Jollie's Cumberland Guide & Directory 1811, Part 2
Face of the Country to Bowness - 14 Miles.
We again return to Carlisle, and proceed to Bowness. At Newtown, Henry Fawcett, Esq. has built a mansion upon his lately-purchased estate of Cowdale Hall1, upon the right; and on the left is another neat house and elegant garden, now occupied by John Forster, Esq. also the property of Mr. Fawcett. We pass Knockupward2 and Grinsdale on the right, in view of Etterby, Ann's-hill, and Stainton, pleasantly situated on the north bank of the river Eden, Kingmoor, Cargo, and Cargo-hill, all on the road to Rockliff, mentioned in our first part; King-garth, formerly a noted salmon fishery on the Eden, is adjoining. - We now pass through Kirkandrews, where Mr.
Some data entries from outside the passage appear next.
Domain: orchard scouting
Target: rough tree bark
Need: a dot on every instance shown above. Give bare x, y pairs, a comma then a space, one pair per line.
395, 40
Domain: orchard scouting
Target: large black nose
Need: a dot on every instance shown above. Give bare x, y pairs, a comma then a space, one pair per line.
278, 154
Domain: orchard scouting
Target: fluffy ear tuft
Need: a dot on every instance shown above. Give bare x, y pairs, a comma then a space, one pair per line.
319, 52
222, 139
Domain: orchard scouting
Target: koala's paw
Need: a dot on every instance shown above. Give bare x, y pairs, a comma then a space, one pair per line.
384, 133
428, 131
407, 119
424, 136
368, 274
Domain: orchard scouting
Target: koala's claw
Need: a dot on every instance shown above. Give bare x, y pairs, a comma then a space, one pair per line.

John Norman has collected some Roman antiquities, a gentleman who has given us much valuable information. We then go through the pleasant church-village of Beaumont to Sandsfield, the port of Carlisle3, adjoining to Burgh marsh, an extensive and valuable grazing ground, but the sea, within these few years, has made rapid depredations on it; which in an equal proportion encreases Rockliff marsh on the opposite side. Burgh marsh is the place where King Edward I. died in an excursion against the Scots in 1307. A square pillar was erected to his memory by the Duke of Norfolk in 1683; which, after inclining to one side for many years, fell down in 1795. The Earl of Lonsdale, the present Lord of the Barony of Burgh, has lately erected another monument in the same place, of the same size and form, but with a variation of the inscription.
We pass Burgh, Longburgh, Dykesfield, Boustead-hill, Easton, Drumburgh, Glasson, and arrive at Bowness, where are extensive fishings both in salmon, and white fish. On the opposite Scotch coast are Seafield, Dornock, and Annan. In this Parish, an extensive waste has been brought into cultivation; so that the last year tolerable crops were produced by Mr. Thomas Satterthwaite, on ground which previously was not worth one shilling per acre.
Jollie's Cumberland Guide & Directory 1811
1. Coldale, or Coledale Hall.
2. Now Knockupworth.
3. This was before the time of Port Carlisle, and the canal which linked it with Carlisle; construction commenced in 1819. There are still the remains of small wooden quays to be seen in the river at Sandsfield.